Джудит положила на длинный стол свой требующий починки пояс – тонкую полоску мягкой, прекрасно выделанной кожи. Он был украшен маленькими бронзовыми розетками, окружавшими дырочки для языка пряжки, и на другом его конце имелась бронзовая накладка. Яркие эмалевые вставки на бронзе выглядели чистыми и новыми, однако швы на коже были потертыми и пряжка отсутствовала.
– Я потеряла ее где-то в городе, – сказала Джудит. – Дело было вечером, когда уже стемнело, и я не заметила, как пояс соскользнул из-под плаща. Я потом вернулась и стала искать, но нашла только ремень, пряжка пропала. Шел дождь, кругом стояли лужи, в канавах было полно талой воды. Сама виновата: я же видела, что нитки износились, его следовало починить раньше.
– Тонкая работа, – заметил Найалл, поглаживая пальцами бронзовый наконечник. – Он куплен, конечно, не здесь?
– Нет, здесь, но у фламандского купца, на ярмарке в аббатстве. Я часто носила его, – добавила молодая женщина, – но с конца зимы, когда я потеряла пряжку, он так и лежит. Ты не мог бы сделать мне новую, такую, чтобы подходила по рисунку и по цвету? Та была удлиненная – вот такая! – Джудит показала кончиком пальца на столе, какой была утерянная пряжка. – Но не обязательно делать такую же, можно овальную или любой другой формы, как тебе покажется лучше.

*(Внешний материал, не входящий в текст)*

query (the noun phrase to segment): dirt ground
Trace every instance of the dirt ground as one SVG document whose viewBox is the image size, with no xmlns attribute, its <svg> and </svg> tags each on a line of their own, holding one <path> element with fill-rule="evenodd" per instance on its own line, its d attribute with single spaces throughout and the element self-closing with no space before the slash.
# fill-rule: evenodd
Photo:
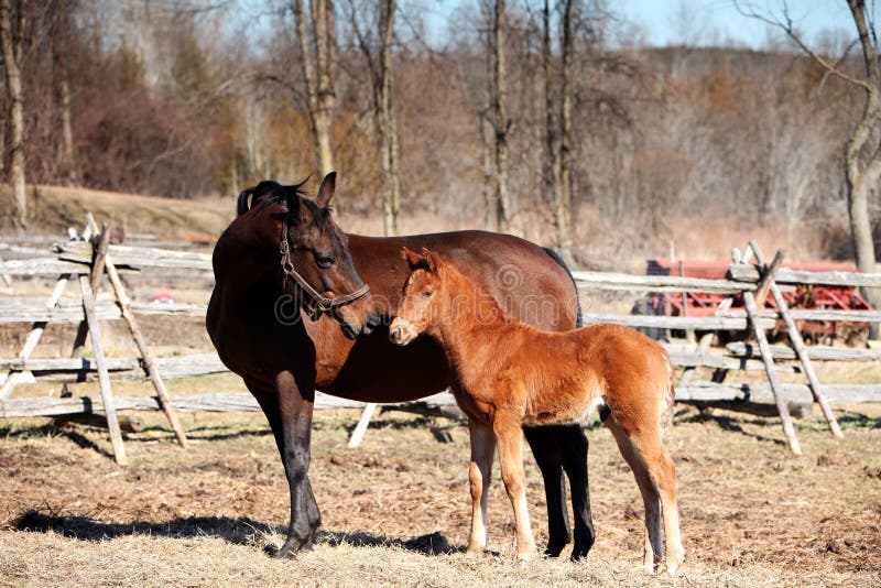
<svg viewBox="0 0 881 588">
<path fill-rule="evenodd" d="M 815 411 L 815 415 L 818 414 Z M 188 450 L 155 413 L 127 435 L 0 424 L 0 585 L 731 585 L 881 584 L 881 407 L 839 409 L 846 438 L 802 421 L 804 457 L 779 422 L 679 406 L 668 437 L 679 480 L 686 564 L 676 579 L 640 566 L 642 502 L 611 435 L 588 426 L 597 544 L 588 558 L 515 560 L 513 520 L 494 472 L 490 553 L 461 553 L 468 529 L 467 429 L 387 413 L 346 449 L 355 411 L 322 411 L 312 486 L 323 530 L 314 551 L 275 560 L 286 486 L 262 415 L 185 415 Z M 429 425 L 452 436 L 438 443 Z M 536 540 L 541 479 L 527 457 Z M 566 555 L 567 552 L 564 552 Z"/>
</svg>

Они склонились над столом, и головы их оказались рядом. Джудит подняла глаза и, казалось, удивилась близости лица Найалла, но мастер был занят изучением того, как выполнены бронзовые украшения и эмалевые вставки, и не заметил ее острого, любопытного взгляда. «Достойный, славный человек» – так сказал о нем Кадфаэль, а в устах Кадфаэля это был прекрасный отзыв. Достойные, славные люди составляли костяк общества, их уважали и ценили гораздо больше, чем тех, кто без конца суетился. Бронзовых дел мастер Найалл мог служить образцом таких достойных людей. Он был среднего роста, среднего возраста, волосы не то чтобы темные, а скорее средне-каштановые, голос приятный, густой. Джудит подумала, что ему, наверное, лет сорок. Она отметила его мягкие, уверенные, точные движения. Когда он выпрямился, они оказались буквально лицом к лицу.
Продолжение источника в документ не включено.